Allotment Self-sufficiency and successional growing
This is a long video, but then it’s on an important topic. I explore my approach to self-sufficiency and then spend quite a while illustrating how I put it into practice through successional sowing, choosing different varieties that mature at different times, choosing veg suited to different seasons and season extension techniques. I hope you like it!
If you are new to my allotment videos you might find a bit of context useful. We have three allotments in my family, mine (Steve), my wife’s (Debbie) and my middle daughter’s (Jennie). We also have a small kitchen garden at home. They are all managed in an integrated fashion, so don’t expect to see the usual mix of veg on each plot.
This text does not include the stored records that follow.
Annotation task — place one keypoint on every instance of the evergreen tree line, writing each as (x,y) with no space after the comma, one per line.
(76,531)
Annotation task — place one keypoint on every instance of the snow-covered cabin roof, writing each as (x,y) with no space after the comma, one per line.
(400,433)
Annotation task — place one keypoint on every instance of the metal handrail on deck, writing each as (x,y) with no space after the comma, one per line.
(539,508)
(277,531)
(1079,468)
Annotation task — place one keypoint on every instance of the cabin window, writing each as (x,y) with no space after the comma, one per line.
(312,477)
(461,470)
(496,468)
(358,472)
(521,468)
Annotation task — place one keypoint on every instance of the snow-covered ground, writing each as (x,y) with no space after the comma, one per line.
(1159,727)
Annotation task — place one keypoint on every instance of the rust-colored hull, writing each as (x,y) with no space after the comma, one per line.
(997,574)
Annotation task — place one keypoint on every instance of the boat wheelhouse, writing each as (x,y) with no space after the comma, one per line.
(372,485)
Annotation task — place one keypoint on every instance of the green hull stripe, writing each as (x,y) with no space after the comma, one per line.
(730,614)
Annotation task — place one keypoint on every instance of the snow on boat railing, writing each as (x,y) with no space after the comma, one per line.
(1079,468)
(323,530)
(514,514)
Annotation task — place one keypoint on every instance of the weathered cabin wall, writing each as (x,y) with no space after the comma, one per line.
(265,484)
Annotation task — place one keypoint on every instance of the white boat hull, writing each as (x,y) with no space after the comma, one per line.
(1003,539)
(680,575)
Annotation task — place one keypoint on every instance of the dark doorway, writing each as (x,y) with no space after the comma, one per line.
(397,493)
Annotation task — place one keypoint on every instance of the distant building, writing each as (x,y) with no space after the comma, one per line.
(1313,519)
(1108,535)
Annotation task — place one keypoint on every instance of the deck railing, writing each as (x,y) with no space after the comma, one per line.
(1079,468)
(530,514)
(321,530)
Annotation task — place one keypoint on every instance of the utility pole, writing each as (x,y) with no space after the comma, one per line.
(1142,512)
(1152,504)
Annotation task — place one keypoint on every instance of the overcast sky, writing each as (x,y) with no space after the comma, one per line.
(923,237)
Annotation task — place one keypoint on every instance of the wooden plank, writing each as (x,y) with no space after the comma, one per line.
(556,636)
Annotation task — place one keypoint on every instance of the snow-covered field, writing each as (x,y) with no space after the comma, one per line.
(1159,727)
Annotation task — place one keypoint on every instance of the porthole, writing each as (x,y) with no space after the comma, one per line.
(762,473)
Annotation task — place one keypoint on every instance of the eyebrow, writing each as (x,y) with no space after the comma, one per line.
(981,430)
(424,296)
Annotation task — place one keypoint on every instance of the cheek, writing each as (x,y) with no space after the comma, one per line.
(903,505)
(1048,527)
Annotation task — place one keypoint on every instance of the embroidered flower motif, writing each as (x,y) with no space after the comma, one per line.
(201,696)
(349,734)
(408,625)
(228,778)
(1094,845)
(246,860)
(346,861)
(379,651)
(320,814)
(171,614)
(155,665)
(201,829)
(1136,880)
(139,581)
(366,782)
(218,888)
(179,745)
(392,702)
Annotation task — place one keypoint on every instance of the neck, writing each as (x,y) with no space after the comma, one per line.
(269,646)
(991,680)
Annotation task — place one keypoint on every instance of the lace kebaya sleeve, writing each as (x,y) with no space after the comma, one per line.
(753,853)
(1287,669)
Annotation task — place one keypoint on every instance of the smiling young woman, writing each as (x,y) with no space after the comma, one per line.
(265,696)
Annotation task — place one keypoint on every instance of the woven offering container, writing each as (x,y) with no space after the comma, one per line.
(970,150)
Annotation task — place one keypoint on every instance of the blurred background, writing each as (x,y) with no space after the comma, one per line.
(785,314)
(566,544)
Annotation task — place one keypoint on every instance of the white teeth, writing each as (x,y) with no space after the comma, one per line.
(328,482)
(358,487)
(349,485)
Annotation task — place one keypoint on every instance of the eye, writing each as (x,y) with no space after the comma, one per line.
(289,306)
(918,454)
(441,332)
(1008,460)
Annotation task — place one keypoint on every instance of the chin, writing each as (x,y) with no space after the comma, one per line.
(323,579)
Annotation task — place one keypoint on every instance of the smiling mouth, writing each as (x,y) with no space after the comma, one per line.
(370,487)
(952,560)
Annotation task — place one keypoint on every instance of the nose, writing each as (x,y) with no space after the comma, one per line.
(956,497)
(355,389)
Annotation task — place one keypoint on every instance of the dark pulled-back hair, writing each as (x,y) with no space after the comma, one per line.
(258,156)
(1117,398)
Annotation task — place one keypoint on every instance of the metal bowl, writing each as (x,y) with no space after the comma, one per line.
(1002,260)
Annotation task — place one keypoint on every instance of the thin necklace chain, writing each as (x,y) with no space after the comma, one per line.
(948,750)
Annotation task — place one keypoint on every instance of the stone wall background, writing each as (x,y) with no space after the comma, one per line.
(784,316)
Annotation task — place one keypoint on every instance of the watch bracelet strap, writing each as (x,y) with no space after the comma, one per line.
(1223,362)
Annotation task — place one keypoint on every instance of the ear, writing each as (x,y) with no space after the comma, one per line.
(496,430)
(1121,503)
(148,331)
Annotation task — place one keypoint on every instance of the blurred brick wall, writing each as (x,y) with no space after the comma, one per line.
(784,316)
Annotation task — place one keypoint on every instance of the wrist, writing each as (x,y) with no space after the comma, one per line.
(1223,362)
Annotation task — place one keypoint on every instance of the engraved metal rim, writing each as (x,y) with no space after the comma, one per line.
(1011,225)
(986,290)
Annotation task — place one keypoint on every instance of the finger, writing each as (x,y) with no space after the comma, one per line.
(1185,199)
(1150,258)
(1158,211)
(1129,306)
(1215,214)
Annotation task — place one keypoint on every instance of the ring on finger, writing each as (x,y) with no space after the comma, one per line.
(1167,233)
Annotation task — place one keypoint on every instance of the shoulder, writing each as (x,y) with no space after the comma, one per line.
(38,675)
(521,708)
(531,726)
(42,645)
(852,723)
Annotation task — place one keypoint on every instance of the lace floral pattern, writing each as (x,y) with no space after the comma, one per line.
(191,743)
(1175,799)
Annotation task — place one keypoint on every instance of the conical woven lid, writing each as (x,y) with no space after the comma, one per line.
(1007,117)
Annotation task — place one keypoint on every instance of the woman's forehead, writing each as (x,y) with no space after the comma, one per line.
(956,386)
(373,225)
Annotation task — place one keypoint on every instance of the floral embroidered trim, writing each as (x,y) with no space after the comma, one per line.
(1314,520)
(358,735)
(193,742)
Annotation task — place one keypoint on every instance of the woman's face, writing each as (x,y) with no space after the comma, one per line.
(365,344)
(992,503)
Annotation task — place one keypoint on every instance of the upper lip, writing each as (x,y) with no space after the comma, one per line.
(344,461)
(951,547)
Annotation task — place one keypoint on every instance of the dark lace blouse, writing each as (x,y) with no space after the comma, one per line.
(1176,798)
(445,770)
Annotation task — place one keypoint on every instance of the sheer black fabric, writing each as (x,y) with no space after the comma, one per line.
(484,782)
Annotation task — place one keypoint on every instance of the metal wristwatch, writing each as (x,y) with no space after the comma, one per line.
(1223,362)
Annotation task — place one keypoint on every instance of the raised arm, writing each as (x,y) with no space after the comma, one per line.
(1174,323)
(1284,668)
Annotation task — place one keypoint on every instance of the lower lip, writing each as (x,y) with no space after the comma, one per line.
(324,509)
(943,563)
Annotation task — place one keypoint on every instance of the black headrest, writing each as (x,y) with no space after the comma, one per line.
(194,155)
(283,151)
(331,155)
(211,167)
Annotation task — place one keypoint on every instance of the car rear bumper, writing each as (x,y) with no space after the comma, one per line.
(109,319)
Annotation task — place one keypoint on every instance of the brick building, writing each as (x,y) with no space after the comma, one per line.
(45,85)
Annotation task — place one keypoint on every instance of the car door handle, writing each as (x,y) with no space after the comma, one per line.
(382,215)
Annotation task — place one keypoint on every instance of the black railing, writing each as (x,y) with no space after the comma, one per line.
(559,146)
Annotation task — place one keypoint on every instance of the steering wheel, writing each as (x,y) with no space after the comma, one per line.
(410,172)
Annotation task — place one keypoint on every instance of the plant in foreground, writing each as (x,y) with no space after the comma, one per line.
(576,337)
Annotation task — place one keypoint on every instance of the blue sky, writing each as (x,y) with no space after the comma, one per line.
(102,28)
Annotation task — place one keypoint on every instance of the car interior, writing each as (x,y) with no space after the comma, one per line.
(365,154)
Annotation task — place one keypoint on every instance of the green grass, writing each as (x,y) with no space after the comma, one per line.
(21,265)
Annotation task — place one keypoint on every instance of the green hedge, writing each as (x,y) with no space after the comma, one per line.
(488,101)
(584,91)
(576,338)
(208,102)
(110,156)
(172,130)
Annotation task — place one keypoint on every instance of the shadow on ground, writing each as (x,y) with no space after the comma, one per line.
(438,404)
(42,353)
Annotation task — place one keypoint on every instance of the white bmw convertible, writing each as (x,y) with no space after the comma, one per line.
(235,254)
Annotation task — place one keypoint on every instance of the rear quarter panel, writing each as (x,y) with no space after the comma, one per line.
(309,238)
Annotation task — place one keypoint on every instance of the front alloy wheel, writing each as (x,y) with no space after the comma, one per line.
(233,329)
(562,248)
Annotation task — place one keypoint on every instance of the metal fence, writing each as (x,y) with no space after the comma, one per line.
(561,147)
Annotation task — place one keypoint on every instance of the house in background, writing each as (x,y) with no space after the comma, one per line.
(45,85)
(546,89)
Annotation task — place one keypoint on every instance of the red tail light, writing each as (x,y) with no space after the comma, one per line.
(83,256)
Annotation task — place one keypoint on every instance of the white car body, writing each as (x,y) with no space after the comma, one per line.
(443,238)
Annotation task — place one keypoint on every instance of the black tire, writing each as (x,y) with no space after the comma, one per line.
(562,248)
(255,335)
On Jennie’s plot, for example, we focus on potatoes, squash, alliums, and brassicas. This video provides an overview https://youtu.be/q1k-2vIoSQ8. I do an update of the allotments, roughly one a week, you can find the tours here https://www.youtube.com/playlist?list=PLFhKoRR-NiCJn5Y6rZf0RCCqycu3xvofX.
Our approach to allotment life is to: grow as much as we possibly can, to be self-sufficient in veg all year round and in fruit in summer, to give away our huge surplus to friends and family, and to have as much fun as possible.
My wife and I spend about 4 hours a day, 4 days a week on the plots (on average) and we keep nudging that down as we eliminate non-productive work: like grass cutting, weeding and watering as much as practical. We are both newbie gardeners, only starting the allotments in 2016.
I’m a bit obsessive about the nutrient density of the veg that we grow and making the plots easy to work because it’s through this allotment lifestyle and food that I’ve overcome a debilitating auto-immune disease.
I’m always aware though that it might not last so I make sure that I don’t work too hard, eat the most organic fruit and veg I can and design the plots so that I can still work them if I flare up again.